An acutely important thing to notice is that:

The same WMDs that abuse the poor also place the comfortable classes of society in their own marketing silos . . . For many of them it can feel as though the world is getting smarter and easier. [Mathematical] models highlight bargains on prosciutto and chianti, recommend a great movie on Amazon Prime, or lead them, turn by turn, to a cafe in what used to be a “sketchy” neighborhood. The quiet and personal nature of this targeting keeps society’s winners from seeing how the very same models are destroying lives, sometimes just a few blocks away.

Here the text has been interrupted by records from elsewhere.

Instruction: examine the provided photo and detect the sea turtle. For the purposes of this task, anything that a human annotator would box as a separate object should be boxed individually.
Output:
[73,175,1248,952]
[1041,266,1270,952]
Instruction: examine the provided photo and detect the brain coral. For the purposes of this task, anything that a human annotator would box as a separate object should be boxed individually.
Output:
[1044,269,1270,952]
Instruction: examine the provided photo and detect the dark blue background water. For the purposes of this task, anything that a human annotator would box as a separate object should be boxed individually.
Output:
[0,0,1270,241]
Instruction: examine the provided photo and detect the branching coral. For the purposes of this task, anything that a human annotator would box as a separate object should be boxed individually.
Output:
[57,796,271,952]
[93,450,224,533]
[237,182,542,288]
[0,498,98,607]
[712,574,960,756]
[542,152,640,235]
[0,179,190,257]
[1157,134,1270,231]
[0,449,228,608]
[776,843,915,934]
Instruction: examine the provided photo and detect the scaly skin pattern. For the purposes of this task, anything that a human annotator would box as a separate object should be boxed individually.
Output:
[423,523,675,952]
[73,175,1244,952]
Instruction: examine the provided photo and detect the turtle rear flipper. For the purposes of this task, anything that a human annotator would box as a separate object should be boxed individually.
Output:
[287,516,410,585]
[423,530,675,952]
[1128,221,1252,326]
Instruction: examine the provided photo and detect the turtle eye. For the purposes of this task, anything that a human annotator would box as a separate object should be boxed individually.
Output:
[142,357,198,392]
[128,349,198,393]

Though we’re all affected by them in ways we can’t see, right now the majority of the damage is being done to the same groups who are always hurt by flaws in the system—minorities and the poor. These same models could easily be used to help people instead of prey on them, but that won’t happen in the glorious free market of capitalism. We need regulation and oversight in the data industry. We need accountability.

When statistics itself, and the public’s trust in statistics, is being actively undermined by politicians across the globe, how can we possibly expect the Big Data industry to clarify rather than contribute to the noise? We can because we must. Right now, mammoth companies like Google, Amazon, and Facebook exert incredible control over society because they control the data. They reap enormous profits while somehow offloading fact-checking responsibilities to others. It’s not a coincidence that, even as he works to undermine the public’s trust in science and in scientific fact, Steve Bannon sits on the board of Cambridge Analytica, a political data company that has claimed credit for Trump’s victory while bragging about secret “voter suppression” campaigns. It’s part of a more general trend in which data is privately owned and privately used to private ends of profit and influence, while the public is shut out of the process and told to behave well and trust the algorithms. It’s time to start misbehaving. Algorithms are only going to become more ubiquitous in the coming years. We must demand that systems that hold algorithms accountable become ubiquitous as well.

In the United States, we like to boast about freedom while structuring our country so that the powerful can exploit, cheat, and abuse the unpowerful, generally with no consequences. It’d be nice if someday, perhaps led by O’Neil and Coates and others like them, we decide to stop doing that. WMDs are going to be an important place to start.